El profesor Ashcroft está escribiendo la definitiva biografía de Adolf Hitler y viaja a Alemania para excavar en el búnker donde el dictador se suicidó junto a su esposa Eva Braun en 1945, ya que en ese mismo lugar podría hallar pruebas que demostrarían que en realidad Hitler no murió en esa fecha, sino que sobrevivió. Antes de realizar la excavación da una rueda de prensa anunciando lo que pretende hacer, y al salir alguien lo atropella causándole la muerte. Pocos días después, su hija Emily, que trabajaba con él en la redacción del libro, decide terminarlo por su cuenta, y viaja a Alemania para descubrir aquello por lo que murió su padre.

Irving Wallace

El Séptimo Secreto

ePUB v1.1

Percas
12.04.11

A mi esposa Sylvia Wallace

y a mi amigo Ed Victor

Aunque muchas cosas sean demasiado extrañas para creerlas,

nada lo es tanto como para que no pueda haber sucedido.

THOMAS HARDY

Cuando hemos eliminado lo imposible todo lo que queda,

por improbable que parezca, ha de ser cierto.

Sir ARTHUR CONAN DOYLE

1

Se sentía muy satisfecho al abandonar la conferencia de prensa celebrada en la pequeña sala privada y, atravesando el atestado restaurante del café Kranzler, salió a una Kurfürstendamm bañada de sol.

A primera hora de aquella tarde de finales de julio, el doctor Harrison Ashcroft, desde el año anterior sir Harrison Ashcroft, se detuvo en la ancha acera de la bulliciosa Ku'damm para decidir si interrumpía su programa de trabajo y se tomaba un breve respiro. Sabía que con esta visita a Berlín occidental, la décima en cinco años, había alcanzado el momento culminante de su monumental obra. Estaba a punto de desvelar el gran misterio y de rematar su proyecto con una conclusión brillante que desconcertaría quizás al mundo entero.

Ashcroft, para abordar aquella imponente biografía, había pedido la excedencia de su cátedra de historia moderna, en el Christ Church College de la Universidad de Oxford. En los cuarenta años transcurridos desde el final de Adolf Hitler, la extraordinaria historia del Führer había reclamado, casi a voces, que su autor fuese el propio Ashcroft. Y él se decidió finalmente a escribir la biografía definitiva, Herr Hitler, su catorceavo libro y tal vez el más notable de todos. Pero nada más empezar, se dio cuenta de que a su edad —sesenta y siete años por entonces— no podría encargarse él solo de la investigación y redacción de toda la obra.
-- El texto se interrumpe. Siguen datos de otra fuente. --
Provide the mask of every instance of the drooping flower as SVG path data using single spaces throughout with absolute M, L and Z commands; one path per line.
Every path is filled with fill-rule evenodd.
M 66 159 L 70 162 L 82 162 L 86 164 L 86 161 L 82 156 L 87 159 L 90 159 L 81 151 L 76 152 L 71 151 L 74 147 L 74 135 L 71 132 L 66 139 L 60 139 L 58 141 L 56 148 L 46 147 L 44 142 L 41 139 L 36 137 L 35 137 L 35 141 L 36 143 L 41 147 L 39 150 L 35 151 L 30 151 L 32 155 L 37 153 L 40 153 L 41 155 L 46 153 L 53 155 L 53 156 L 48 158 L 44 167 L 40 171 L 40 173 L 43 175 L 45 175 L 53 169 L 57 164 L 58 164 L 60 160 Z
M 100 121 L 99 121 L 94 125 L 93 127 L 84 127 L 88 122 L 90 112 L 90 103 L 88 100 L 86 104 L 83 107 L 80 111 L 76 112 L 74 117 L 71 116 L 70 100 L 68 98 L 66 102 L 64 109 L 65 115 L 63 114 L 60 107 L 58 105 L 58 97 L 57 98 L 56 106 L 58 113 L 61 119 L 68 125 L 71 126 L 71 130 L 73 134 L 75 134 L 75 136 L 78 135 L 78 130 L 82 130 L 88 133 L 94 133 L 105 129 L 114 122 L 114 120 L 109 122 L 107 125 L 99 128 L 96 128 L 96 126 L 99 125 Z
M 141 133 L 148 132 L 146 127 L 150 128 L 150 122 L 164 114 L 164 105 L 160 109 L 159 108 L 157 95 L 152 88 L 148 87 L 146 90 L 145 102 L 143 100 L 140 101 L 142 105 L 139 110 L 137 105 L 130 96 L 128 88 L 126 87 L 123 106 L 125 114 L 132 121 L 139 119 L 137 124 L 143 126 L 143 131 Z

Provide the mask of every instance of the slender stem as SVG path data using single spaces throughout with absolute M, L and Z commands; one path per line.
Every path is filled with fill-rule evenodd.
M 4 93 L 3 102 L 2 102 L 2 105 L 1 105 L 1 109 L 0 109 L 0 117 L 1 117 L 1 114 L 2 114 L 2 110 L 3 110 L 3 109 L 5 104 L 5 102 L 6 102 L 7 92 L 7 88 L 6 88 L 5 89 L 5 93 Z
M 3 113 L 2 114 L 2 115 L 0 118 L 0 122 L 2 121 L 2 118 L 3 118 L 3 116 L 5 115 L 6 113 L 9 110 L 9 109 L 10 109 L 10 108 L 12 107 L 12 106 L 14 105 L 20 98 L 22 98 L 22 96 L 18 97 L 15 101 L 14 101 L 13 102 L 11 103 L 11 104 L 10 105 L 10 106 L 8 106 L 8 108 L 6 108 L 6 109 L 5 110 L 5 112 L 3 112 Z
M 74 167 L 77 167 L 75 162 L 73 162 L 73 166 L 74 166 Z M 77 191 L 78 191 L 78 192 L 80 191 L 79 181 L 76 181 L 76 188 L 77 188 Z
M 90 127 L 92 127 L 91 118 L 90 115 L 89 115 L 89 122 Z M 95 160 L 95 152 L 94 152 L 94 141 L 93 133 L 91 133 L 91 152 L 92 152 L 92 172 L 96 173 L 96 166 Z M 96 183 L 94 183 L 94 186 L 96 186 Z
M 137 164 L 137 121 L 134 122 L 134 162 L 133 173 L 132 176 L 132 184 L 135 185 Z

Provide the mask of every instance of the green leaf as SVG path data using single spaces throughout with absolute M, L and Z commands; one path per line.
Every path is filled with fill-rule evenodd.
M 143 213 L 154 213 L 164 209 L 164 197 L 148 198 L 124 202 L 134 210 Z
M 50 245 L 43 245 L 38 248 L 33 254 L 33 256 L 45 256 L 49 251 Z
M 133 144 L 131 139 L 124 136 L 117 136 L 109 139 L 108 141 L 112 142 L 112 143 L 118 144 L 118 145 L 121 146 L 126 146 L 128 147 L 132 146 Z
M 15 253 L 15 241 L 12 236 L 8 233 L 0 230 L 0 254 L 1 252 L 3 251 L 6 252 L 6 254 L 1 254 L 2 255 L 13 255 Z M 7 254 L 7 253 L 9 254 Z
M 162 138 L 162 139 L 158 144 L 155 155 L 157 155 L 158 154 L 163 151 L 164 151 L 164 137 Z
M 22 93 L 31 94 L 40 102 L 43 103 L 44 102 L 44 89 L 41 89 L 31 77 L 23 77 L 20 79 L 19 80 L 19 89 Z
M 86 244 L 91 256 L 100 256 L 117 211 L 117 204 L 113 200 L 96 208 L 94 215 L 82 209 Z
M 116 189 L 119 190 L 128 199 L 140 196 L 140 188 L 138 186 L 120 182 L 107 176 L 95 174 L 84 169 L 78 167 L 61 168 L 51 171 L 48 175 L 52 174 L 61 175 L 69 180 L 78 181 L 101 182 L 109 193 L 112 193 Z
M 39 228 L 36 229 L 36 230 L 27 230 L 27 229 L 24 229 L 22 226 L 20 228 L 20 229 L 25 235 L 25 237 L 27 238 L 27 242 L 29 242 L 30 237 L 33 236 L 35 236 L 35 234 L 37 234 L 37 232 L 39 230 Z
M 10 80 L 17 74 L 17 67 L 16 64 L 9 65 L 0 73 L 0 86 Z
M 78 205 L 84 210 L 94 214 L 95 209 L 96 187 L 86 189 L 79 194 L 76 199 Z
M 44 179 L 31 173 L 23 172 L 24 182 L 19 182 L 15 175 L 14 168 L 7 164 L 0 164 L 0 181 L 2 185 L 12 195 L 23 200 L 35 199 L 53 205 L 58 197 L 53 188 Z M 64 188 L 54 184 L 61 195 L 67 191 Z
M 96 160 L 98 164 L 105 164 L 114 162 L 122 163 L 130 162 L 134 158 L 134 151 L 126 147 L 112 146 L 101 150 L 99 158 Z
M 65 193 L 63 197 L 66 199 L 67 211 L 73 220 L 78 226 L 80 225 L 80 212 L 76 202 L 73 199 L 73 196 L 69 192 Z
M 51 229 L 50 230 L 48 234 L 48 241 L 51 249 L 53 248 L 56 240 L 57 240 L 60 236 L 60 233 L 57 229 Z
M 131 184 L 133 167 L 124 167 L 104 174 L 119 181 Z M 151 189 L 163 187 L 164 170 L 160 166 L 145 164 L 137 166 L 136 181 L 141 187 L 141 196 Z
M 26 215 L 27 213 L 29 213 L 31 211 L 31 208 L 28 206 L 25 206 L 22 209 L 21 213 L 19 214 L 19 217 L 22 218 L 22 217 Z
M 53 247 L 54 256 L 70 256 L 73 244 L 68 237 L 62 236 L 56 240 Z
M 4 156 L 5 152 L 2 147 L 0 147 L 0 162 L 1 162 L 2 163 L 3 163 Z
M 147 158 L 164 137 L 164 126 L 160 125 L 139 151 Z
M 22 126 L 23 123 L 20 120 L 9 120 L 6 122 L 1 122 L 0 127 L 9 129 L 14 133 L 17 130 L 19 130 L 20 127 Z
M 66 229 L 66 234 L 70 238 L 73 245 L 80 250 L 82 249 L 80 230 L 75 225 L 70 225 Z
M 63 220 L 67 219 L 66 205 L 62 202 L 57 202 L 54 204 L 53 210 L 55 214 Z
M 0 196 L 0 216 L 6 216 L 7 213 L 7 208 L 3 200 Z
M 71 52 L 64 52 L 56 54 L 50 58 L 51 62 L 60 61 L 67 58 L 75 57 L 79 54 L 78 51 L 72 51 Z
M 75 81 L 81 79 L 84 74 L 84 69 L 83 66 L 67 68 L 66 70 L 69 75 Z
De modo que le propuso a su hija Emily, quien a sus treinta y cuatro años era una brillante profesora de historia en Oxford, que colaborase con él. Y desde el principio supo que no cabía elección mejor. Emily Ashcroft estaba especialmente cualificada para ayudar a su padre en aquella gigantesca empresa. El doctor Ashcroft, después de la muerte de su esposa en un accidente de alpinismo más de veinte años atrás, había criado a su hija solo. Parecía inevitable, pues, que la pequeña, al crecer en un ambiente de curiosidad erudita, entre miles de libros y constantes viajes, hubiera acabado convertida en una historiadora como él. Emily se especializó también en historia moderna de Francia y Alemania, y hablaba correctamente el idioma de ambos países. También, como a su padre, le fascinaba la segunda guerra mundial, vista con romántica distancia desde el momento actual, y el protagonismo que había tenido en ella el extraño y enigmático Adolf Hitler. Emily había acompañado a su padre a Berlín en dos ocasiones durante las anteriores fases de la investigación. Esta vez, que podría ser su última y más decisiva visita a la principal ciudad de Alemania occidental, el doctor Ashcroft había dejado a Emily en Oxford, organizando las notas para el esfuerzo final.

Éste consistía en resolver el misterio de la muerte de Adolf Hitler y Eva Braun, su mujer por un día, en las profundidades del Führer—bunker subterráneo, junto a la cancillería del antiguo Reich, el 30 de abril de 1945.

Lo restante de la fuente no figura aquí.